O artigo detalha uma série de decisões tomadas no interior da Volkswagen.
Tal como na história do dragão, o erro não foi o dragão aparecer. O erro foi fingir que ele não existia. Tal como na indústria europeia, o problema não é a produtividade ter caído — o problema é ter-se partido do princípio de que isso não era estrutural.
Nota 1: Aliás, dá para perceber que este tipo de agricultura é um enorme embuste, vive de: subsídios comunitários, água subsidiada, combustível subsidiado e imigrantes baratos."
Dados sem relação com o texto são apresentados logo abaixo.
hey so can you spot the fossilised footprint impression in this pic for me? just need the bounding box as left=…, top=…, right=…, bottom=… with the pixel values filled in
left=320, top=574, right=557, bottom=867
Nota 2: "A mesma associação frisa ainda que a rentabilidade das explorações produtoras de culturas anuais (milho, tomate, hortícolas e forragens) "seria posta em causa". E calcula que nestes casos, seguindo a posição do gestor da EDIA, a água passaria a representar um encargo de 20% a 35% do custo direto da produção por hectare." Um modelo agrícola que cresce sustentado em ilusão e dívida pública, um dragão que se alimenta de défices pagos pelos “saxões do costume” — os contribuintes. Ao impedir que os sinais reais de preços e custos façam o seu papel, estamos a adiar a transformação necessária para tornar a agricultura mais resiliente, mais produtiva e mais adaptada ao contexto de escassez hídrica em que vivemos. Tal como na história do dragão de Billy Bixbee, quanto mais o ignoramos, maior ele se torna. Até ao dia em que já não cabe na casa.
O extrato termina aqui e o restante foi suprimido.